Ces dernières années, les demandes de prise en charge émises par des étrangers ont été de plus en plus importantes. En 2015, 10% des jeunes gays hébergés par l'association n'étaient pas Français. En 2016, ils étaient 14 %, et 28 % en 2017 (soit 70 personnes sur les 280 homosexuels aidés par l’association). Bien que le chiffre reste minoritaire au sein de l’association, "il montre toutefois cette nouvelle visibilité des migrants homosexuels" dans la société. "Nous avons interpellé le ministère de l'Intérieur sur cette problématique. Nous demandons des fonds pour ouvrir des places réservées exclusivement aux demandeurs d'asile LGBT", précise de son côté Nicolas Noguier, le président du Refuge.

L’Office français de protection des réfugiés et apatrides (Ofpra), seule institution habilitée à délivrer l’asile et le statut de réfugié, constate également une augmentation des dossiers fondés sur l’"orientation sexuelle".

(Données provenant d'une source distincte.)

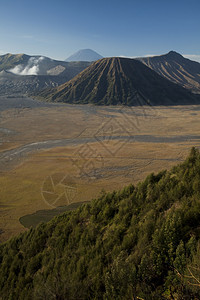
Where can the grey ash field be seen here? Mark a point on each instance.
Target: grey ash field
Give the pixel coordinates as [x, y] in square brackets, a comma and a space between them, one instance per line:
[54, 155]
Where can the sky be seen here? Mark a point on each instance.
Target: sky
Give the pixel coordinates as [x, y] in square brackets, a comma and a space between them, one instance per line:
[134, 28]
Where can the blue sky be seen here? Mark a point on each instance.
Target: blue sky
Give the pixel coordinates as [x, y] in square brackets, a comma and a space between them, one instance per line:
[112, 28]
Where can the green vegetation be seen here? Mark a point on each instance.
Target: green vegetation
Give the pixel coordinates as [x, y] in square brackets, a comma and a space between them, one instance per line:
[119, 81]
[141, 242]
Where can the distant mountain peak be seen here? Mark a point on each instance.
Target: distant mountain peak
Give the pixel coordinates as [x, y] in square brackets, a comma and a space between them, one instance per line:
[84, 55]
[119, 81]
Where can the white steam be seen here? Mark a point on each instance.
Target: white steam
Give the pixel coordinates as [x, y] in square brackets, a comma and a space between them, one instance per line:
[32, 67]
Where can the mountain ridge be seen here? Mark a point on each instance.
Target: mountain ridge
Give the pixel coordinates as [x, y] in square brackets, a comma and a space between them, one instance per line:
[116, 80]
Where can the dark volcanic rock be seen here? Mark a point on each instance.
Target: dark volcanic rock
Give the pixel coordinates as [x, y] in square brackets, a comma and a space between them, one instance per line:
[113, 81]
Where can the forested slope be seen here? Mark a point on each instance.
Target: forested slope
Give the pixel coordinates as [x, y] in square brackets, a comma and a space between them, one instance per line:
[141, 242]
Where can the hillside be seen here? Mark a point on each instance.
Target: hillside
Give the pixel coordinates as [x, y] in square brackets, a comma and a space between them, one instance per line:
[84, 55]
[176, 68]
[113, 81]
[22, 74]
[141, 242]
[22, 64]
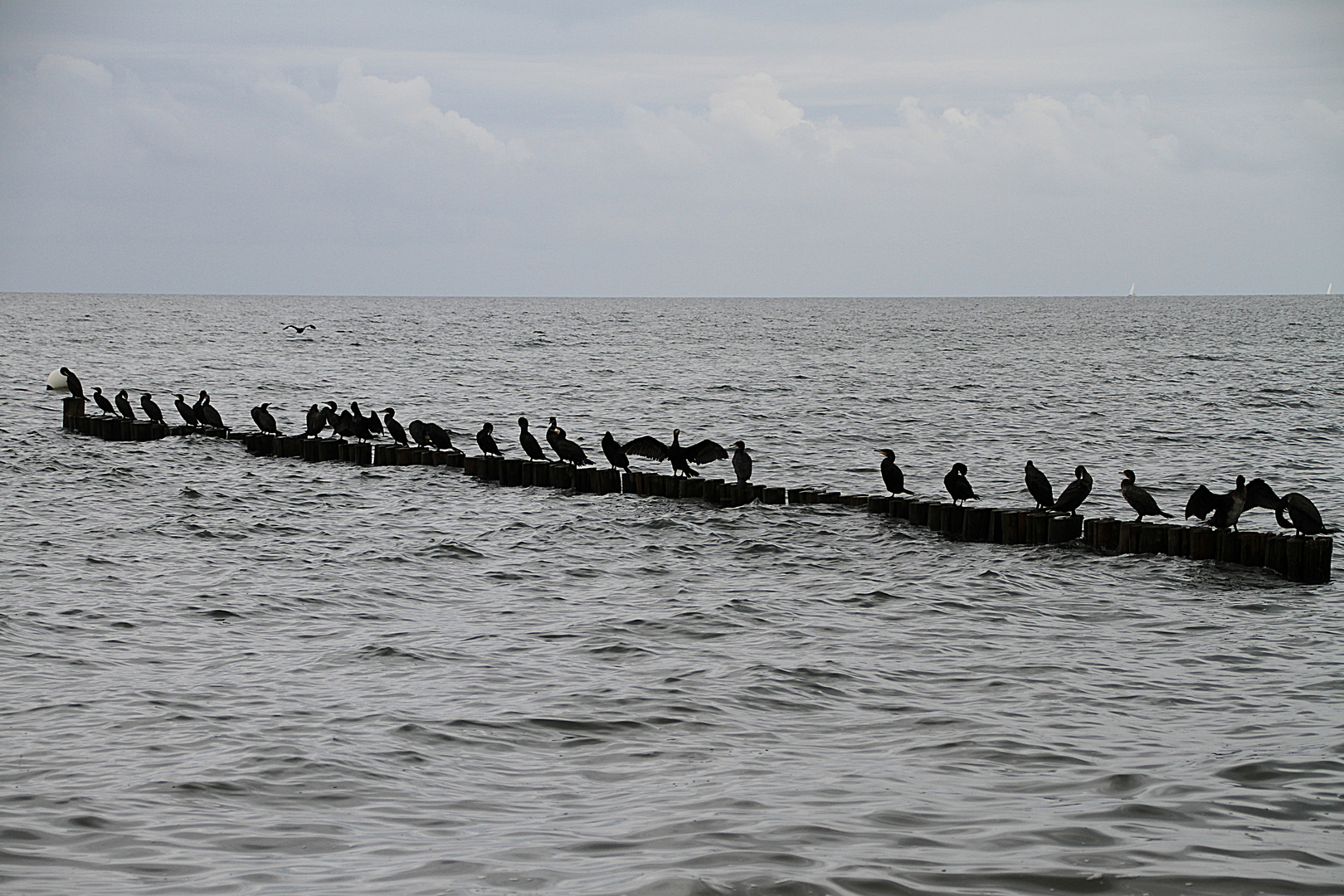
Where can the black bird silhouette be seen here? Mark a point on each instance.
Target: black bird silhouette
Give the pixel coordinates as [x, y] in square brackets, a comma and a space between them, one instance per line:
[147, 403]
[957, 484]
[563, 448]
[101, 401]
[615, 455]
[124, 405]
[741, 462]
[1303, 514]
[487, 441]
[183, 409]
[394, 427]
[1138, 499]
[1075, 492]
[73, 382]
[528, 441]
[438, 437]
[891, 475]
[680, 455]
[1226, 508]
[265, 419]
[1040, 488]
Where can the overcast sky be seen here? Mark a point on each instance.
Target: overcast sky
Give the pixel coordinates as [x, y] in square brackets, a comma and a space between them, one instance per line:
[601, 148]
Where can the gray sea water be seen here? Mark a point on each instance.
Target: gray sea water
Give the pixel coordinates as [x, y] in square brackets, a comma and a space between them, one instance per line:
[236, 674]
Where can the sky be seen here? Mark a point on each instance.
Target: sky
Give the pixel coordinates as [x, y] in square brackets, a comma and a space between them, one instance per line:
[600, 148]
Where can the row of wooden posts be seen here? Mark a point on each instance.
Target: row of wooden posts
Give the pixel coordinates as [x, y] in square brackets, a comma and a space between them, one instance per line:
[1298, 558]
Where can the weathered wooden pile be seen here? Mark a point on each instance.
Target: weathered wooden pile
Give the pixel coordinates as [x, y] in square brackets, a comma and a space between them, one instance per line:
[1298, 558]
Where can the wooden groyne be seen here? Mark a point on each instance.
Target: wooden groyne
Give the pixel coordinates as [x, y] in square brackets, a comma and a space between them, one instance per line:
[1294, 557]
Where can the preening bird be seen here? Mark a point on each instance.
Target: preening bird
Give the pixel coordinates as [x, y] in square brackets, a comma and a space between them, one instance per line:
[264, 419]
[741, 462]
[101, 401]
[891, 475]
[1303, 514]
[1226, 508]
[485, 440]
[151, 409]
[528, 441]
[563, 448]
[680, 455]
[1040, 488]
[1138, 499]
[183, 409]
[957, 485]
[394, 427]
[124, 405]
[1075, 492]
[73, 382]
[615, 453]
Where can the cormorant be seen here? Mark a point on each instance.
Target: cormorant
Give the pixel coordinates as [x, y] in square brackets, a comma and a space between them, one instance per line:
[1138, 499]
[487, 441]
[741, 462]
[1040, 488]
[615, 455]
[124, 405]
[680, 455]
[316, 422]
[440, 438]
[151, 409]
[183, 409]
[73, 382]
[101, 401]
[1226, 508]
[957, 484]
[528, 441]
[1075, 492]
[206, 412]
[563, 448]
[264, 418]
[394, 429]
[891, 475]
[1303, 514]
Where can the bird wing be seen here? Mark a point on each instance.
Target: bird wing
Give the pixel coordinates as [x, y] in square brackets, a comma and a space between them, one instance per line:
[648, 446]
[706, 451]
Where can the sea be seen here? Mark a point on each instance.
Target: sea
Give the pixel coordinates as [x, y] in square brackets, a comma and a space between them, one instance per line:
[233, 674]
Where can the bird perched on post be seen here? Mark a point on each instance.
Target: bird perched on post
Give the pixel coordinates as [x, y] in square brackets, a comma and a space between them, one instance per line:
[1303, 514]
[1138, 499]
[147, 403]
[741, 462]
[957, 485]
[124, 405]
[680, 455]
[183, 409]
[1226, 508]
[394, 429]
[73, 382]
[615, 453]
[891, 475]
[1040, 488]
[101, 401]
[528, 441]
[1075, 492]
[487, 441]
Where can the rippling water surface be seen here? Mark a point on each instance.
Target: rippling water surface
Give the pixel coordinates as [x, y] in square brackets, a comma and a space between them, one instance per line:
[236, 674]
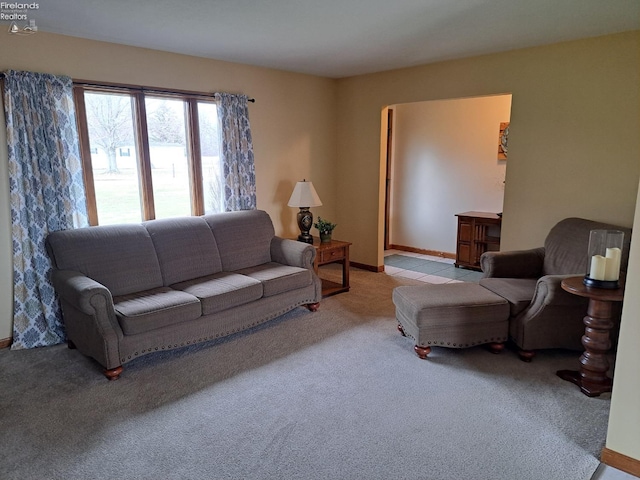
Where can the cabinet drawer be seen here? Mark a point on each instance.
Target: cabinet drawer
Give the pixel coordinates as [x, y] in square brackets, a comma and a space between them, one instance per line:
[326, 256]
[465, 232]
[464, 254]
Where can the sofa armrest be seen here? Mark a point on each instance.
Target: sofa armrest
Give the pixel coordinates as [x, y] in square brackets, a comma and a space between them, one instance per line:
[292, 252]
[82, 292]
[515, 264]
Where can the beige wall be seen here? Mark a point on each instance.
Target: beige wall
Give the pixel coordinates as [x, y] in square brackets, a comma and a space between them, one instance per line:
[573, 142]
[293, 119]
[445, 162]
[624, 419]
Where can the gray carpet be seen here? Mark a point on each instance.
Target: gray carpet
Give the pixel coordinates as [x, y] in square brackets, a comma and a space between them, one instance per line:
[336, 394]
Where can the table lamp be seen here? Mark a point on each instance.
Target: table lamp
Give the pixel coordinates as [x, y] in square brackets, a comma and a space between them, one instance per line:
[304, 196]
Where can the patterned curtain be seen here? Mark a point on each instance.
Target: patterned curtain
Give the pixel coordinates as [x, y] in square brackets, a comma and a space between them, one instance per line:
[46, 194]
[236, 152]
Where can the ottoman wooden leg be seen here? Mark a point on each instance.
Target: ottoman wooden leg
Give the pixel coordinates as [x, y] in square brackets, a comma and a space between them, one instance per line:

"Nous n’avons pas de chiffres officiels, parce qu’il interdit de réaliser ce genre de statistiques. En revanche, je peux dire que le nombre de dossiers concernant les orientations sexuelles augmente depuis 2013, il concerne en majorité un public africain et nos agents sont spécialement formés pour ces cas particuliers", explique Pascal Brice, le directeur de l’Ofpra. 

Préparer des agents administratifs à ne pas tomber dans des stéréotypes, en l'occurence. A l’ACAT, association chrétienne contre la torture, on redoute la maladresse des structures administratives face aux migrants LGBT. "Par exemple, [des agents de l’Ofpra, des magistrats] sont marqués par l’idée reçue de ‘l’homosexualité hypersexualisée’, ils peuvent être sceptiques face à un demandeur d’asile qui affirme n’avoir aimé qu’un seul partenaire dans sa vie […] Ils ont la fâcheuse tendance de vouloir ‘plaquer’ [le stéréotype qu'on a en France ] sur le [vécu] des demandeurs d’asile dans leur pays d’origine", peut-on lire dans un article de l’ACAT.

"Encore pas mal d'homophobie dans notre société"

La confrontation entre le public LGBT et les autorités inquiète également le Baam (bureau d'accueil et d'accompagnement des migrants), une association basée à Paris. "Il y a encore pas mal d’homophobie dans notre société même au sein des structures d’accueil pour migrants, parmi les travailleurs sociaux et les institutions", explique Julian, membre du Baam LGBT, une section ouverte en 2017.

"Nous avons décliné une section LGBT en raison d’une hausse des demandes d’aide de migrants homosexuels et transgenres [...] Généralement, ces personnes sont fragiles, elles ont un parcours difficile. Nous avons d’ailleurs un espace sécurisé pour les recevoir, pour qu’elles puissent s’exprimer sans la présence de personnes de leur communauté ou de leur pays", précise Julian. Le Baam LGBT s’est occupé d’une cinquantaine de personnes l’année passée, des dublinés, des demandeurs d’asile, en provenance d’Afrique principalement, du Kenya, d’Érythrée, du Nigeria et du Niger.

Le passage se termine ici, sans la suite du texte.